The frozen set turns progress into an accounting problem:
- which original failures are resolved,
- which remain,
- which newly failing tests are outside the original set,
- and whether a patch reduced the unresolved count without reintroducing old failures.
That is tedious, but it is the only way to make a thousand-failure cleanup campaign honest.
The State After The Fix
After the traversal-policy repair, the Cxx_Grammar.C test stopped being a timeout. It remained expensive, but it completed under the original CTest limit and passed in repeated frozen runs.
That changed the nature of the campaign.
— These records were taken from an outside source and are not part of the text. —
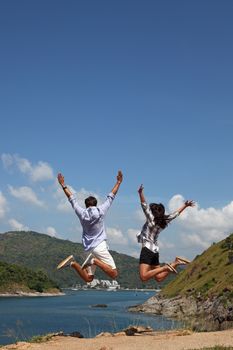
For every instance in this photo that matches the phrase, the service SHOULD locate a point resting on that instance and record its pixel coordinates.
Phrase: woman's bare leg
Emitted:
(161, 276)
(147, 272)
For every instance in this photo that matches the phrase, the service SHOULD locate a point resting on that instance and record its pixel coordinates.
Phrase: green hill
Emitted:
(40, 251)
(210, 274)
(17, 278)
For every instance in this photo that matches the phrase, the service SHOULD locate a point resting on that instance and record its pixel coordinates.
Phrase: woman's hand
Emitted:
(189, 203)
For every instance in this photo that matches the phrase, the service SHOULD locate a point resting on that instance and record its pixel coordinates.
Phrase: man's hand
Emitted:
(141, 194)
(61, 179)
(119, 177)
(189, 203)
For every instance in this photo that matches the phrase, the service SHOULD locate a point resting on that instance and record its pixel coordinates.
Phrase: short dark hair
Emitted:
(158, 211)
(90, 202)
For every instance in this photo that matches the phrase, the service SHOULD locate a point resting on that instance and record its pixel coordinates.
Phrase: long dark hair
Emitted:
(158, 212)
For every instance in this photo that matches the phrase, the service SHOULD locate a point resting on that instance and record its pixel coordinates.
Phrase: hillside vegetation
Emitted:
(40, 251)
(210, 274)
(14, 278)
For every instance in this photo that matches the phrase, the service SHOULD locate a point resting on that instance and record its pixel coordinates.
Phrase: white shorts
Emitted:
(101, 252)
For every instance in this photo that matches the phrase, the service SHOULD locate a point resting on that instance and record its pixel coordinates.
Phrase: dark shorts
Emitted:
(148, 257)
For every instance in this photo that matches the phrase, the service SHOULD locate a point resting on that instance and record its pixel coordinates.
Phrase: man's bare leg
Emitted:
(113, 273)
(82, 272)
(161, 276)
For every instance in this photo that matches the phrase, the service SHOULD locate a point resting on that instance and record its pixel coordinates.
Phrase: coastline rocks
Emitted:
(204, 315)
(99, 305)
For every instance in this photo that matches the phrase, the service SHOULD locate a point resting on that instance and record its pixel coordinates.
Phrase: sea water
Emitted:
(21, 318)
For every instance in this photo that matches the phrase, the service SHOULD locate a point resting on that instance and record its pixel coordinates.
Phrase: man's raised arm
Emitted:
(118, 183)
(61, 181)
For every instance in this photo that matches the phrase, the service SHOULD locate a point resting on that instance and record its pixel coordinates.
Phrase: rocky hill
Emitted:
(18, 279)
(202, 294)
(40, 251)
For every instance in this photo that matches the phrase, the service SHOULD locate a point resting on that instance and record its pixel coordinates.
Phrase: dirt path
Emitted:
(155, 340)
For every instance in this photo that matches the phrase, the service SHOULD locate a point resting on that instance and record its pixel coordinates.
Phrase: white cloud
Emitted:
(132, 235)
(51, 231)
(25, 194)
(3, 205)
(7, 160)
(116, 236)
(201, 227)
(41, 171)
(17, 226)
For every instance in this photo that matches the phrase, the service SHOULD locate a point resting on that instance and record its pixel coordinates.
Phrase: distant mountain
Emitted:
(14, 278)
(39, 251)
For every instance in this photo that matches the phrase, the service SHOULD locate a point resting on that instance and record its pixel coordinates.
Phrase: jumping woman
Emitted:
(156, 221)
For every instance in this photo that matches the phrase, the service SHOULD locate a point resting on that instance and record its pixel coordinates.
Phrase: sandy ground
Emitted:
(155, 340)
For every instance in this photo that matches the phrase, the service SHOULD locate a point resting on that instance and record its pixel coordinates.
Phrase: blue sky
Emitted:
(90, 87)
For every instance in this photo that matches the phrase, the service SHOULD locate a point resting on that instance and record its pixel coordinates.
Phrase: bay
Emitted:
(24, 317)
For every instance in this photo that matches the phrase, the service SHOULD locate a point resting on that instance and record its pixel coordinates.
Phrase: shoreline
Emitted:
(30, 294)
(168, 340)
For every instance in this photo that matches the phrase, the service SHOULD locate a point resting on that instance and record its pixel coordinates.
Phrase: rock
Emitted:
(132, 330)
(104, 334)
(76, 334)
(100, 305)
(205, 315)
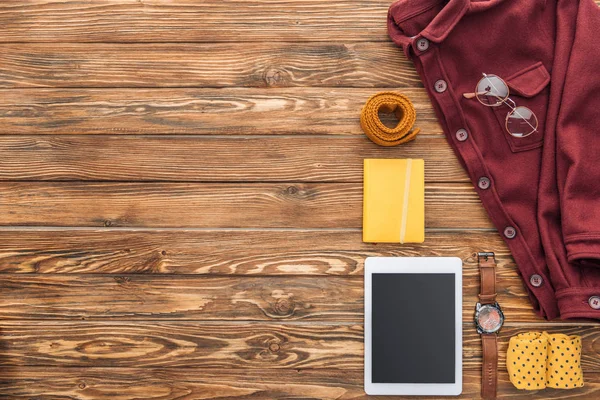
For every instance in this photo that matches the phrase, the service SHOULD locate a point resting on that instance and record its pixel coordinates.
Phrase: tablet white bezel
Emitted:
(408, 265)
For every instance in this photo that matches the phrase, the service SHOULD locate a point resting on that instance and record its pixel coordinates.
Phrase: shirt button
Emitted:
(462, 135)
(510, 232)
(422, 44)
(536, 280)
(441, 86)
(484, 183)
(594, 302)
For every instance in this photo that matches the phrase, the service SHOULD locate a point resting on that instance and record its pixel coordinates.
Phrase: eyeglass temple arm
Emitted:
(473, 95)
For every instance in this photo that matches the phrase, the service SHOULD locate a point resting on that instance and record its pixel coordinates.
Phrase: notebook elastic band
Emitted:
(405, 201)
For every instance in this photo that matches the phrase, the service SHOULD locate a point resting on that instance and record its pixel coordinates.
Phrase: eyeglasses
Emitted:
(492, 91)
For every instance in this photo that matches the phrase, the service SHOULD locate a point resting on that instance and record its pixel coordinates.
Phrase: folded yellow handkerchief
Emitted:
(526, 360)
(537, 360)
(394, 201)
(564, 366)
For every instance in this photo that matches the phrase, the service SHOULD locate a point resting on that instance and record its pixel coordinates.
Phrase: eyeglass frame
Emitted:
(505, 100)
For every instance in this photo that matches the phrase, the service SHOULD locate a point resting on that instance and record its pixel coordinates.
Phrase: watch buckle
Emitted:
(486, 255)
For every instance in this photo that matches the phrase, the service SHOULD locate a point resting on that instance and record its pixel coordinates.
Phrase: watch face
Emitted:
(489, 318)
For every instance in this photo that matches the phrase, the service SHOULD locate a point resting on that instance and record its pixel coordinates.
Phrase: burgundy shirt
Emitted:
(542, 192)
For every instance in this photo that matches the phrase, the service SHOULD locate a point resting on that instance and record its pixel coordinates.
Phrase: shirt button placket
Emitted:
(440, 86)
(594, 302)
(510, 232)
(422, 44)
(462, 135)
(536, 280)
(484, 183)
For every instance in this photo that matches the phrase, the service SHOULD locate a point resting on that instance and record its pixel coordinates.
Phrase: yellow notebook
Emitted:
(394, 201)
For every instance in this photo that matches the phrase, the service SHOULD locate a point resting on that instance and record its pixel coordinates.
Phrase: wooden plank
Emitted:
(372, 64)
(242, 205)
(206, 159)
(226, 346)
(216, 298)
(234, 111)
(259, 384)
(218, 252)
(192, 21)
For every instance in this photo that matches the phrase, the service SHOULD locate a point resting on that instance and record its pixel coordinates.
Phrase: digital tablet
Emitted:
(413, 326)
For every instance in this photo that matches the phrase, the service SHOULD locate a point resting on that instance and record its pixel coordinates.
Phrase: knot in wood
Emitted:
(274, 77)
(274, 347)
(284, 307)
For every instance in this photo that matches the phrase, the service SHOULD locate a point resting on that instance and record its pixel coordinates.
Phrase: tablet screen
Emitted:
(413, 318)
Instead of waiting 1500 seconds for one opaque timeout, the suite could continue through the remaining failures and classify them:
- ELSA-derived frontend specimens,
- move-declaration transformations,
- token stream and source-position tests,
- C/C++ compile-diff tests,
- callgraph and midend analysis failures,
- and later concrete
Cxx_Grammar.Ctype-construction regressions.
That is exactly what a good compiler fix should do. It should not hide the rest of the work. It should make the rest of the work visible.
Closing
The Cxx_Grammar.C timeout was a useful failure because it forced REX to answer a frontend design question directly:
What part of Clang’s AST does a REX translation actually own?
The answer is not “everything Clang can see.” The answer is the source-backed and semantic surface required by the current workflow, with explicit preservation paths for token and source-position-sensitive modes.
Once that boundary became explicit, the timeout disappeared without weakening the tests. More importantly, the compiler became easier to debug. The next failures were no longer long silences. They were ordinary, localized invariants.
That is the kind of progress that matters in a frontend migration.